In the past 18 months, the MLOps vendor landscape has been reshaped faster than most teams had time to plan for. Iguazio — a platform that many Israeli enterprises and global financial institutions had built production ML pipelines on — was acquired by McKinsey. Dataloop, a data annotation and model management platform, was acquired by Dell. Neptune.ai, one of the most widely-used experiment tracking tools among research-oriented teams, announced shutdown. Seldon, a prominent open-core model serving platform, was acquired by TrueFoundry. And with Modular's pending acquisition by Qualcomm, another piece of the ecosystem is about to change hands.

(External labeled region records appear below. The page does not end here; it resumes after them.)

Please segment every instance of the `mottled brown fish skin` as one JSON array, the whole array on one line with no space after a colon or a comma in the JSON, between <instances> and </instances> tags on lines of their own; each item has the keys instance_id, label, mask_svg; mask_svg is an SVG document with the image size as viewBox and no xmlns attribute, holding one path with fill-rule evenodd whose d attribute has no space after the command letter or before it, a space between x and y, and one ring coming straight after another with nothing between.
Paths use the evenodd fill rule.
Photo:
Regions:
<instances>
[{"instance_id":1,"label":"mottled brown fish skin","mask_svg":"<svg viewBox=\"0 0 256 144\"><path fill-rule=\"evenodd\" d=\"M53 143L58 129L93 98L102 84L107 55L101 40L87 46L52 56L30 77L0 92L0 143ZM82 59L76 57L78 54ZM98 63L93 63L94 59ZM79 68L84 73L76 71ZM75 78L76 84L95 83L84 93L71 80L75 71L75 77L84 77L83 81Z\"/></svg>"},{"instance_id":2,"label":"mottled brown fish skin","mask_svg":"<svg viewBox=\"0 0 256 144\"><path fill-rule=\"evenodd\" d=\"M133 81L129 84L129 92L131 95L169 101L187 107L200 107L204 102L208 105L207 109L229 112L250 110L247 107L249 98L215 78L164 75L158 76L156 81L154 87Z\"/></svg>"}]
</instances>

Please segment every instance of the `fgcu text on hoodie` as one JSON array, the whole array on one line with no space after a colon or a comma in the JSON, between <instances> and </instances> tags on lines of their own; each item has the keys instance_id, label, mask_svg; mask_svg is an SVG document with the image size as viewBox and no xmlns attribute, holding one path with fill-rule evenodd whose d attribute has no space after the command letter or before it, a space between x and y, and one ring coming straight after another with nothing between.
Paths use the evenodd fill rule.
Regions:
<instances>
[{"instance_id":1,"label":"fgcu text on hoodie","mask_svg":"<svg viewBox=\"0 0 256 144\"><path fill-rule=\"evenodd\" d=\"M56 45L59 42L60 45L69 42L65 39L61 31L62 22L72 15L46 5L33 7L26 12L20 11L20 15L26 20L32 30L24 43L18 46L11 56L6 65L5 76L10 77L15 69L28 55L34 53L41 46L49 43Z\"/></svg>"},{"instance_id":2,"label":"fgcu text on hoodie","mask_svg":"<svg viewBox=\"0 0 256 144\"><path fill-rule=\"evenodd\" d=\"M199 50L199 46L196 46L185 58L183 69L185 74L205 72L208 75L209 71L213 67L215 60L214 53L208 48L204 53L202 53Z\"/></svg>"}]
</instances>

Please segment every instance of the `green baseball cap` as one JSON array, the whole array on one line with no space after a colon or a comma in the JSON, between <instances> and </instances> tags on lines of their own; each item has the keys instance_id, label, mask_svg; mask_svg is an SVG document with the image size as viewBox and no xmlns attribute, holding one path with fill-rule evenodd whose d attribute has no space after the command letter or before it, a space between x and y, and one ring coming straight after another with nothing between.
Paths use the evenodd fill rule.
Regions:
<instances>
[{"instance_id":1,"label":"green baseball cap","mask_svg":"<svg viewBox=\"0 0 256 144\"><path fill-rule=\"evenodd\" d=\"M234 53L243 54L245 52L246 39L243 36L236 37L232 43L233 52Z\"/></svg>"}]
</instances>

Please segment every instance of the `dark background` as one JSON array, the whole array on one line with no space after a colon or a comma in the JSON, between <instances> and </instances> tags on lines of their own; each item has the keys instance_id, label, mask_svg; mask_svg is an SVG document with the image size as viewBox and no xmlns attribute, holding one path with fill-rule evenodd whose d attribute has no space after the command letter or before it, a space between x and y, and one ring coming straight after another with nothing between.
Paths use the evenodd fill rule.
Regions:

This is not a transient dip. It is the predictable outcome of a venture-backed tooling market that matured faster than it monetized. The same market forces are still in motion. If your ML stack depends on specialist MLOps platforms — for experiment tracking, feature stores, model serving, data labeling, or pipeline orchestration — the probability that at least one of your vendors undergoes a significant ownership or product change in the next 24 months is not negligible.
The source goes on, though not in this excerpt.